Features:
- supports encoding of multi-line values
- supports both Q- and base64 encoding
- passes all samples in RFC 2047, section "8. Examples"
public class EncodedWordEncoding
{
public static string Decode(string encodedText)
{
if (encodedText == null)
return null;
var regex = new Regex(@"=\?(?<charset>.*?)\?(?<encoding>[qQbB])\?(?<value>.*?)\?=");
var encodedString = encodedText;
var decodedString = string.Empty;
var encodedWordBefore = false;
while (encodedString.Length > 0)
{
var match = regex.Match(encodedString);
if (match.Success)
{
// If the match isn't at the start of the string, copy the initial few chars to the output
var beforeMatch = encodedString.Substring(0, match.Index);
// Filter out space chars between encoded words
if (encodedWordBefore)
{
var regex2 = new Regex(@"(\r?\n|\r)*[ \t]+");
var match2 = regex2.Match(beforeMatch);
if (match2.Success && match2.Value == beforeMatch)
beforeMatch = "";
}
decodedString += beforeMatch;
var charset = match.Groups["charset"].Value;
var encoding = match.Groups["encoding"].Value.ToUpper();
var value = match.Groups["value"].Value;
var contentEncoding = Encoding.GetEncoding(charset);
if (encoding.Equals("B"))
{
// Encoded value is Base-64
var bytes = Convert.FromBase64String(value);
decodedString += contentEncoding.GetString(bytes);
}
else if (encoding.Equals("Q"))
{
decodedString +=
QuotedPrintableEncoding.Decode(value, contentEncoding).Replace("_", " ");
}
else
{
// Encoded value not known, return original string
// (Match should not be successful in this case, so this code may never get hit)

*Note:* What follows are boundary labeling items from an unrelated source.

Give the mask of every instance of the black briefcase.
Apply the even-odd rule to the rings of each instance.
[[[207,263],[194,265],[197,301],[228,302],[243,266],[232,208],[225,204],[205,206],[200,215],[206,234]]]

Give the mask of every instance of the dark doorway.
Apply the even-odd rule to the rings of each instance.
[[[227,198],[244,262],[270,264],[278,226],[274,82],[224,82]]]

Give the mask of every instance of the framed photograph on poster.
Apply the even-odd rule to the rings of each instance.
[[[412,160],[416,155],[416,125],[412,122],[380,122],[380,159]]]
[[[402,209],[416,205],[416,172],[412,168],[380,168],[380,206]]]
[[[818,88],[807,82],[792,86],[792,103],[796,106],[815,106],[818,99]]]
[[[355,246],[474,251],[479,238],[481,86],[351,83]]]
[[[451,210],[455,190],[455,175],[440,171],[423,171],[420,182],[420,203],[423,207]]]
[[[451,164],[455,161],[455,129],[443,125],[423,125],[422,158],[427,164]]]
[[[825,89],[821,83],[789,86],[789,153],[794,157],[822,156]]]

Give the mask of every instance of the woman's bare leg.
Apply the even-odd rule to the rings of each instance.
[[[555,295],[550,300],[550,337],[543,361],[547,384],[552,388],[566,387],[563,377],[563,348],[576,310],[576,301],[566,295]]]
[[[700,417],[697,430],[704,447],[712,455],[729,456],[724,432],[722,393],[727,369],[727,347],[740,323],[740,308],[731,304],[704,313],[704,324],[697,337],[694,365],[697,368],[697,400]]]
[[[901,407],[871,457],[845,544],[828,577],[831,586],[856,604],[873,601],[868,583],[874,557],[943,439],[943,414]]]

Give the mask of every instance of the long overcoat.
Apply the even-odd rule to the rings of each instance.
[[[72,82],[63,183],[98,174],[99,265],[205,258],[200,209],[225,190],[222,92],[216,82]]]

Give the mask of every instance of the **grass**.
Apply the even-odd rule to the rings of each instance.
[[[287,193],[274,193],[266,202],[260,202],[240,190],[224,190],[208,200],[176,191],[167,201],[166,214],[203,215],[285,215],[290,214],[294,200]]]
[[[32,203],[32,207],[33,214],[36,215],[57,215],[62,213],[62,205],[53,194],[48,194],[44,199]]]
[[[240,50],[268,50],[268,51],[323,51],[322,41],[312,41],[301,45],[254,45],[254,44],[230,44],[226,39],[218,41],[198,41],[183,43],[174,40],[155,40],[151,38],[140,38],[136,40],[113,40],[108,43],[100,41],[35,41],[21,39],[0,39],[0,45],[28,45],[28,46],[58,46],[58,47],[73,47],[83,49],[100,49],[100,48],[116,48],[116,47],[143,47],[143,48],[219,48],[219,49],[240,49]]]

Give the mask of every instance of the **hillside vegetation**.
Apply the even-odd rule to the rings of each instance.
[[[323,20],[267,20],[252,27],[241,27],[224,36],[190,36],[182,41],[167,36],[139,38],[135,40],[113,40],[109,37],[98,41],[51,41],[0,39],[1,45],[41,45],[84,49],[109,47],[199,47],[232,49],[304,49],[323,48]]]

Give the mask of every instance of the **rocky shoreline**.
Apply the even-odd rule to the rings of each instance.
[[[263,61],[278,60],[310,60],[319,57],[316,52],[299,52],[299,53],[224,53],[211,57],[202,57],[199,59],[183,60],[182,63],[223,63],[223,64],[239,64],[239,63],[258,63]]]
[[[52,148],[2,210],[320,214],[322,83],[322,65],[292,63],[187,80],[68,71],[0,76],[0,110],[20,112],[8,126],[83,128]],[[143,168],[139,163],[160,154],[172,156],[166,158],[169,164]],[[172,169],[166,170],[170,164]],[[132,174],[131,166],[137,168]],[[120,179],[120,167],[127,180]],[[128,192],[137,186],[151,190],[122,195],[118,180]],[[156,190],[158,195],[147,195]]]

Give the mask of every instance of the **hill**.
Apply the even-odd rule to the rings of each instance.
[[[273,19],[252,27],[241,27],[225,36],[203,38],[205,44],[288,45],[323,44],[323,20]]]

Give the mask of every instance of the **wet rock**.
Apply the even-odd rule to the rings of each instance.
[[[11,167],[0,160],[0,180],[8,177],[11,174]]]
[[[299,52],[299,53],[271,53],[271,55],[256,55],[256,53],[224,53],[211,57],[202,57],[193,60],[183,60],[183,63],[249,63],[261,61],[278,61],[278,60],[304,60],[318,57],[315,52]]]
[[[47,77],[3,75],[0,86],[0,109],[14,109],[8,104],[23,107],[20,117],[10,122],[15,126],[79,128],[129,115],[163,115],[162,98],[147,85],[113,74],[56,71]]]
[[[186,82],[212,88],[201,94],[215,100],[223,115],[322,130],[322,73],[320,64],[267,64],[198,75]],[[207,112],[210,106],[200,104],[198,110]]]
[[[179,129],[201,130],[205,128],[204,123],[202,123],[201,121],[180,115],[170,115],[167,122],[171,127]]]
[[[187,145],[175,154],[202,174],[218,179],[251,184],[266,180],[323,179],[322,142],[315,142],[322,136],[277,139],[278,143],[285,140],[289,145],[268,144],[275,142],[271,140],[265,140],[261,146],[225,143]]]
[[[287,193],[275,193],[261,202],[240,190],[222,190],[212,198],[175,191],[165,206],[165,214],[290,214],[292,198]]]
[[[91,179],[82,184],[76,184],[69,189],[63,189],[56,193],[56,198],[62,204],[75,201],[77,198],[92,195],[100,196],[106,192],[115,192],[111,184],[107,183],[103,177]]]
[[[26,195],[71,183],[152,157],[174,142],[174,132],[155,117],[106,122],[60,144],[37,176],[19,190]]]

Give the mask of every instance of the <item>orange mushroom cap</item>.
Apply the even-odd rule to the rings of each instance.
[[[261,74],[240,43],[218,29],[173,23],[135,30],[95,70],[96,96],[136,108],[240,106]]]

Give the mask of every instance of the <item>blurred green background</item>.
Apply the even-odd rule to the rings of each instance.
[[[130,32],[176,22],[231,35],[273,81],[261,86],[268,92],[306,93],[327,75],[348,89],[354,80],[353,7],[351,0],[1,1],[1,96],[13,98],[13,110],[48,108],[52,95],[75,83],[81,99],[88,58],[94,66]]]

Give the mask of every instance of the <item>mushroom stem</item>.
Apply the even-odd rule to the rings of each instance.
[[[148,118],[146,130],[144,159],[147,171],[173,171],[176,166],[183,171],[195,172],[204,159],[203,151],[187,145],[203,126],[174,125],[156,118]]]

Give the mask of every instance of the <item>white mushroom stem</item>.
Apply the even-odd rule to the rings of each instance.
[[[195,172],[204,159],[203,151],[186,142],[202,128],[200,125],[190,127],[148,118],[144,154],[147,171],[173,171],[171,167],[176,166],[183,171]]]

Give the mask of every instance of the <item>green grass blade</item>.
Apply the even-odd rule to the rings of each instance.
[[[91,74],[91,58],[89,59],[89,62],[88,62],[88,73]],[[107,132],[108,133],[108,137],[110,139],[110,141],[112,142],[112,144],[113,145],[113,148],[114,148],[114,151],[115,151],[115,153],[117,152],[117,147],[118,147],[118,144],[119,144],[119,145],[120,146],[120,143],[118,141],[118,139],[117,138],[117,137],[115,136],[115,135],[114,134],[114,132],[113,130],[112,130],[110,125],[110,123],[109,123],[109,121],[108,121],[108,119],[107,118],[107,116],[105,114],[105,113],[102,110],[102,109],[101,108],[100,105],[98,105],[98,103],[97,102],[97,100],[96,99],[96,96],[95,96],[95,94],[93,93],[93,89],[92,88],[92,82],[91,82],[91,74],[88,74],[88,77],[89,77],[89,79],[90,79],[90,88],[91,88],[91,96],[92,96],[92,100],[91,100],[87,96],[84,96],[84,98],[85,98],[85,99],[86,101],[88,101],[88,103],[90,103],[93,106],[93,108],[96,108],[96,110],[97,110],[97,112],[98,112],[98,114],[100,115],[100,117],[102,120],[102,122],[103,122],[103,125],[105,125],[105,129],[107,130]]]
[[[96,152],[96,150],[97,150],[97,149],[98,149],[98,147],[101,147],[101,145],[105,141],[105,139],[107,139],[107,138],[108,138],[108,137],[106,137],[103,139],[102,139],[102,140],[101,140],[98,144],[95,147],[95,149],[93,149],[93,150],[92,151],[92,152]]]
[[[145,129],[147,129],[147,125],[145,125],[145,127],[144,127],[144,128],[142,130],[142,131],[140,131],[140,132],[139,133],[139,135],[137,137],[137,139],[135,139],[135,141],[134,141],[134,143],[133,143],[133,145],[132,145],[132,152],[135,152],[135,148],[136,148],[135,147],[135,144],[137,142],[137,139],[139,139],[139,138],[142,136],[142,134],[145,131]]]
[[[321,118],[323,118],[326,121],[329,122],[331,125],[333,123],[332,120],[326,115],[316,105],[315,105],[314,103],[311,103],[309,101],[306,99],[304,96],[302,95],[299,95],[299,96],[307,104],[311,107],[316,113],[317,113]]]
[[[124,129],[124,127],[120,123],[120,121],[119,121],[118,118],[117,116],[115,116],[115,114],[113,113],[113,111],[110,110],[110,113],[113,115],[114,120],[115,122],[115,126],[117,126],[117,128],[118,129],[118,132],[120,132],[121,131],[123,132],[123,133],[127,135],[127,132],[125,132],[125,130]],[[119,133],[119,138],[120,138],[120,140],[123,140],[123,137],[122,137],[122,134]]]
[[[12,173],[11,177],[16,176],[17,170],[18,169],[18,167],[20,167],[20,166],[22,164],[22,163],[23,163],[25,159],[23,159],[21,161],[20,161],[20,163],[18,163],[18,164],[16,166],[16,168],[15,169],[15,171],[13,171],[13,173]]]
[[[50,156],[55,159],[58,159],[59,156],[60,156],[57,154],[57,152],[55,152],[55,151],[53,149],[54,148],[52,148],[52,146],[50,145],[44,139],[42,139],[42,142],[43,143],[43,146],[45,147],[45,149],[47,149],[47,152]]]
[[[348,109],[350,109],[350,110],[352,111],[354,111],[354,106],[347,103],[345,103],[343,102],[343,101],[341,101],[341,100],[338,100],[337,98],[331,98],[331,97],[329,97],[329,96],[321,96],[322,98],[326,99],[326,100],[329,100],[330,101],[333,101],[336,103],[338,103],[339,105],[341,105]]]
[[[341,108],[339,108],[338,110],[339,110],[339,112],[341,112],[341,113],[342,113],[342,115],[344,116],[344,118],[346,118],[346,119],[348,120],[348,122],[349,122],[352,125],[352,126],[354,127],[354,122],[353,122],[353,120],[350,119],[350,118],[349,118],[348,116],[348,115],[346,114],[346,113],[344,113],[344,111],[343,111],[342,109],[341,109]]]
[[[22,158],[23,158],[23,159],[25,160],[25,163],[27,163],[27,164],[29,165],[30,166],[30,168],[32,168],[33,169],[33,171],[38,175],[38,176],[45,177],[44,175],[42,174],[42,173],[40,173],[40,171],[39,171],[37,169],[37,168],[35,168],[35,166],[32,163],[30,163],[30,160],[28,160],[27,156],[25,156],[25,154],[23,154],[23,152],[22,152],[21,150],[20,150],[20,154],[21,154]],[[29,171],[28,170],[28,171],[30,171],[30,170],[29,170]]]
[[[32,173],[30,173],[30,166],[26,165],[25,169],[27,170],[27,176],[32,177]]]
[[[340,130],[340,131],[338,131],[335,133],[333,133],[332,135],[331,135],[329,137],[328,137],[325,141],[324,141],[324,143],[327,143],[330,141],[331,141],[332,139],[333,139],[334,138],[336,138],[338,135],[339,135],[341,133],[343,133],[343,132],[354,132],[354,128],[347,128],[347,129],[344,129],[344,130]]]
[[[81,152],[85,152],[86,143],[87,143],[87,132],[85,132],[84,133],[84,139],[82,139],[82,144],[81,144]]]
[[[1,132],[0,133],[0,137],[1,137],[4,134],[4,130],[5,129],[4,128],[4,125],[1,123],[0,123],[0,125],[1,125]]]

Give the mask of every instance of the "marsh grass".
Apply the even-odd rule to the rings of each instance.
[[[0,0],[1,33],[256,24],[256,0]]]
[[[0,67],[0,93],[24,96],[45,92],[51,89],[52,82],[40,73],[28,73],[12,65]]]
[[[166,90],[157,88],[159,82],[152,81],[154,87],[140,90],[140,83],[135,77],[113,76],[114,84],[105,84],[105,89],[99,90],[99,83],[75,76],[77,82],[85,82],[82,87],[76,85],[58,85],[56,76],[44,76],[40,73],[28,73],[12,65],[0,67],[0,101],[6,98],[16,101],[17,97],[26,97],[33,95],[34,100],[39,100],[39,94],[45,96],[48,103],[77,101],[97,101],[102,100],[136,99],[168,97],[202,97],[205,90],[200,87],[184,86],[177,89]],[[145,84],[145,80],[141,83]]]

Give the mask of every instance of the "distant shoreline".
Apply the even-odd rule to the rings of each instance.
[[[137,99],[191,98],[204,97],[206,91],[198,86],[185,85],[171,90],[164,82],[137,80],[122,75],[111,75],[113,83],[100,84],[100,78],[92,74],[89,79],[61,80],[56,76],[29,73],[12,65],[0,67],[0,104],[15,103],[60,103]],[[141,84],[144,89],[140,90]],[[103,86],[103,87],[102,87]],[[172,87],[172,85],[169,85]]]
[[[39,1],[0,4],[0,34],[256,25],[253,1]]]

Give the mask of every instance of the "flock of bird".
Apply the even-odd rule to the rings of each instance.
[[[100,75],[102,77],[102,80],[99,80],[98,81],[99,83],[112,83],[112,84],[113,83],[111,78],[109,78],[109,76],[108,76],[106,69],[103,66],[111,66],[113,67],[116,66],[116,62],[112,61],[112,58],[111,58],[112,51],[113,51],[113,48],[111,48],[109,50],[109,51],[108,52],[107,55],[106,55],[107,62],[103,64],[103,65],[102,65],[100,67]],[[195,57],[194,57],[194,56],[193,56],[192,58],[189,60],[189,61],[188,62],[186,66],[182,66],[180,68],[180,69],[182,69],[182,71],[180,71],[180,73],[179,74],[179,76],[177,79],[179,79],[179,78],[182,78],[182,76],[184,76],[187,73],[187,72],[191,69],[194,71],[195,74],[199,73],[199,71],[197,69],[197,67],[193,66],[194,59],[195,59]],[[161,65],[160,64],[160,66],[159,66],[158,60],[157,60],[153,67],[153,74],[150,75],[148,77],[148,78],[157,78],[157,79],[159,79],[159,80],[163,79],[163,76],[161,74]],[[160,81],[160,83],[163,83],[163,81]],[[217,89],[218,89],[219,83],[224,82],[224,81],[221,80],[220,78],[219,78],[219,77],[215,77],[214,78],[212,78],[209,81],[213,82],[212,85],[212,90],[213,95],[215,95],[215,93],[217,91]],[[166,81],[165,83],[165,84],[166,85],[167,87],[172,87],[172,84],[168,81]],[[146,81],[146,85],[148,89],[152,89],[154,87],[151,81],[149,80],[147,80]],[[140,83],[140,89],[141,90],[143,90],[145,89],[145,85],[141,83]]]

decodedString += encodedString;
break;
}
// Trim off up to and including the match, then we'll loop and try matching again.
encodedString = encodedString.Substring(match.Index + match.Length);
encodedWordBefore = true;
}
else
{
// No match, not encoded, return original string
decodedString += encodedString;
break;
}
}
return decodedString;
}
}
public static class QuotedPrintableEncoding
{
public static string Decode(string text, Encoding encoding)
{
if (text == null)
throw new ArgumentNullException("text");
if (encoding == null)
throw new ArgumentNullException("encoding");
if (text.Length == 0)
return text;
text = text.Replace("=\r\n", "");
var regex = new Regex(@"(=[0-9A-F][0-9A-F])+", RegexOptions.Multiline | RegexOptions.IgnoreCase);
return regex.Replace(text, m =>
{
if (m.Value.Length % 3 != 0)
throw new InvalidOperationException("Unexpected match length.");
var bytes = m.Value.Split(new[] { '=' }, StringSplitOptions.RemoveEmptyEntries)
.Select(v => byte.Parse(v, NumberStyles.HexNumber));
return encoding.GetString(bytes.ToArray());
});
}
}
Code used from klaas114's post and Dave's post.
UPDATE 31 Jan 2010: implemented my own quoted-printable decoder.